L a censura – intesa come controllo morale e ideologico esercitato da apposite commissioni di specialisti – è stata sconfitta dalla democrazia del web: che, però, nella sua esorbitanza, ha finito per generare una forma di censura alternativa, molto più subdola ed efficace. È la censura additiva, resa possibile dalla frammentazione della concentrazione e dalla distrazione che un infinito accumulo di notizie genera, intasando la mente e complicando il processo di selezione responsabile per l’assegnazione delle priorità in base all’importanza degli eventi.
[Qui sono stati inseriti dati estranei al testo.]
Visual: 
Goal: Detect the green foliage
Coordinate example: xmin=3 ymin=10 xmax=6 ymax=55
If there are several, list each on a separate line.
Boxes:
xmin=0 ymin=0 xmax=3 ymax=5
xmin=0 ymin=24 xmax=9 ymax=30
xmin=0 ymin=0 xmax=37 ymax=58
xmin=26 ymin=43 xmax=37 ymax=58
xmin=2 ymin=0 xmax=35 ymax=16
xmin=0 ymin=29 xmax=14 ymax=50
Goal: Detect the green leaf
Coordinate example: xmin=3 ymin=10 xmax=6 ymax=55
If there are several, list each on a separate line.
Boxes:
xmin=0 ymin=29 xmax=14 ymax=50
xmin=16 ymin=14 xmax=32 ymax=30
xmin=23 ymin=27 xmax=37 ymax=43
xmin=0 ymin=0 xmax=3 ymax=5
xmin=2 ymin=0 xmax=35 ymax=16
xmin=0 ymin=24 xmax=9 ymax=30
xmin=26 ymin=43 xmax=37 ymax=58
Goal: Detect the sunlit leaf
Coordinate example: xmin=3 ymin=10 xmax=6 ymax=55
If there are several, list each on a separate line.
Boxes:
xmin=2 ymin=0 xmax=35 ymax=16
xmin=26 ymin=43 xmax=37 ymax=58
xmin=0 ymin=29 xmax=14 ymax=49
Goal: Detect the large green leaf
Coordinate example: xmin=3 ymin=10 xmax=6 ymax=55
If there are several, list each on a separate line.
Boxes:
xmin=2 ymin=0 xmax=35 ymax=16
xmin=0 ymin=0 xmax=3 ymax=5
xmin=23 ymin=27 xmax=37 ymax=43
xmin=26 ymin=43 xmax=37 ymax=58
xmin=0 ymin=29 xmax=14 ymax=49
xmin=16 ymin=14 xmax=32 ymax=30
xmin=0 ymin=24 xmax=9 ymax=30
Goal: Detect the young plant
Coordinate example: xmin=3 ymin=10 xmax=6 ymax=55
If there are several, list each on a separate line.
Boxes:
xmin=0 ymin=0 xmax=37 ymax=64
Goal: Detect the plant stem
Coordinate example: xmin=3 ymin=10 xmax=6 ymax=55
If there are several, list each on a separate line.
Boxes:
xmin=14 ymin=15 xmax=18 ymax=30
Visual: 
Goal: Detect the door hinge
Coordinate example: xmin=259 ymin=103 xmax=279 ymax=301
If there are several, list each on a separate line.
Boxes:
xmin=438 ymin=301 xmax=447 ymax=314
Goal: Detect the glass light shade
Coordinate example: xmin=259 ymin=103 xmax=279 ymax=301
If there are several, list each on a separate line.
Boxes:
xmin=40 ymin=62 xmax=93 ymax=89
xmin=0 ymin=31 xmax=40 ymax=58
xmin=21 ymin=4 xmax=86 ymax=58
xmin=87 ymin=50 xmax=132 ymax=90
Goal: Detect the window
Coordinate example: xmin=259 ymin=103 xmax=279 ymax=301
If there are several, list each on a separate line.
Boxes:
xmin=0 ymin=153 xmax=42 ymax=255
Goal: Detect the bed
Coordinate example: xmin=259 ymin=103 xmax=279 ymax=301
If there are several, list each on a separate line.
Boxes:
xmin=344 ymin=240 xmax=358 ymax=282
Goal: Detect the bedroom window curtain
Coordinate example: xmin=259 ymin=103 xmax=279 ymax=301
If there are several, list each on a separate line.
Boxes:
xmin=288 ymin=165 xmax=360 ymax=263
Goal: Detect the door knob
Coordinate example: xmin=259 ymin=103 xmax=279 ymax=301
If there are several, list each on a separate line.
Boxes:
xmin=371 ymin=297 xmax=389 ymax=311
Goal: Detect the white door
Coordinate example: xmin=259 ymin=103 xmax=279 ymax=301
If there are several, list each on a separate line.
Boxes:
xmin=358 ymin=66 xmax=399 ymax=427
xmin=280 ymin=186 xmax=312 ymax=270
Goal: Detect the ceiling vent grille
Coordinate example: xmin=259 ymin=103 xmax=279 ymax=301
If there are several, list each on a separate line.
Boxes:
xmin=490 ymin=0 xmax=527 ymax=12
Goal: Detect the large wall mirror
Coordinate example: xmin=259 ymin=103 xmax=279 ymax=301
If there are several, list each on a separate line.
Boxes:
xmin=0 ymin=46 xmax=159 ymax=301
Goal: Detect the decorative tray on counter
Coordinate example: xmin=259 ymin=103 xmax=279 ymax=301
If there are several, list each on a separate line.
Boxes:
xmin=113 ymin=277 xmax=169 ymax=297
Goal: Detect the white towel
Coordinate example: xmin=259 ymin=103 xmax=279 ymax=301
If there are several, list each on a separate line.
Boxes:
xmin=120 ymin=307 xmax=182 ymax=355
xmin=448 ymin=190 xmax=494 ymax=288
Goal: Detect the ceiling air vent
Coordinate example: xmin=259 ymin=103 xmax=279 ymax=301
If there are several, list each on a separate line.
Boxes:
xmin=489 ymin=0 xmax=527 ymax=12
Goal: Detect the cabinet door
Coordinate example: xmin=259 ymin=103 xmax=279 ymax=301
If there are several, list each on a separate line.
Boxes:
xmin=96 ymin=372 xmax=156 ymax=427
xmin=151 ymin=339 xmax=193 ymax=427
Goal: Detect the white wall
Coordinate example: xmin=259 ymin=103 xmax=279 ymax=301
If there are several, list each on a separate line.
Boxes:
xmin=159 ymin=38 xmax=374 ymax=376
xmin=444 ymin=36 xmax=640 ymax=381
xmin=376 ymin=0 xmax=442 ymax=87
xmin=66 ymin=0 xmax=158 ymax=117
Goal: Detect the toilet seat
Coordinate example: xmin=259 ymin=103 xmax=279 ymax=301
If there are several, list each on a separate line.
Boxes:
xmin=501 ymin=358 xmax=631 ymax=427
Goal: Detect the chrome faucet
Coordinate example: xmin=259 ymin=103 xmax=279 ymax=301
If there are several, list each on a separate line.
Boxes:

“A rriveremo a non capire più il vero dal falso perché tutto sarà sovrastato da un’immensa mole di cose uniformi e soffocanti” disse Umberto Eco che, fin da subito, aveva guardato con sospetto e con preoccupazione alla mole e alla qualità delle notizie reperibili in rete. Fu proprio lo scrittore piemontese a definire con disarmante esattezza i problemi legati alla mancanza di mediazione che nel web impera, alla sovrabbondanza delle informazioni e alla loro sempre minore veridicità: “Esistono due forme di censura – disse Eco - una per sottrazione e una per moltiplicazione o eccesso. Per impedire che qualcosa venga detta o ascoltata ci sono due vie: o impedire che venga detta, o creare rumore mentre viene detta, rendendola impercettibile.” Insomma: per impedire che un’informazione venga percepita come rilevante basta annegarla in un contesto di informazioni irrilevanti.

Siamo diventati naufraghi in un oceano di notizie, costretti a dipanare quotidianamente la sempre più ingarbugliata matassa di informazioni che ci travolge. La soglia della nostra concentrazione non è mai stata così bassa: viviamo assediati da continue notifiche, da un’immensità di relazioni online con individui che, spesso, nemmeno conosciamo personalmente. Ogni giorno riceviamo decine, se non centinaia di messaggi. A causa dei nostri telefonini siamo sempre all’erta: come i medici in reperibilità. A complicare una situazione tanto fittamente ingarbugliata si aggiunge l’agguato dell’inattendibilità di notizie date in cento modi diversi, spesso da individui che non sono affatto professionisti dell’informazione.

Prendiamo ad esempio l’epidemia da Covid-19. I vari stati del mondo si sono comportati in maniera diversissima fra loro: dal liberalismo esasperante della Svezia al minuzioso controllo di Italia e Austria che hanno decretato lunghi e sfinenti periodi di lockdown, introducendo l’obbligo vaccinale e mantenendolo anche quando quello stesso obbligo è stato dichiarato incostituzionale da altri stati dell’Ue.

In questi ultimi tre anni, a proposito del Covid, ho letto tutto e il contrario di tutto. Ho visto luminari e politici cambiare opinione come banderuole: ma non ho mai avuto una sensazione di chiarezza e di verità. È il trionfo dell’approssimazione, è la decadenza della cultura, cui Umberto Eco attribuiva l’importantissima abilità di buttar via ciò che non è utile o necessario.

Oggi, noi, questa abilità la stiamo perdendo: perché cercare la verità nel pantano dell’informazione multimediale ci ha trasformati in cercatori d’oro: costretti a setacciare fiumi di acqua fangosa, nella speranza di ritrovare qualche preziosa scaglia di verità nel nostro setaccio.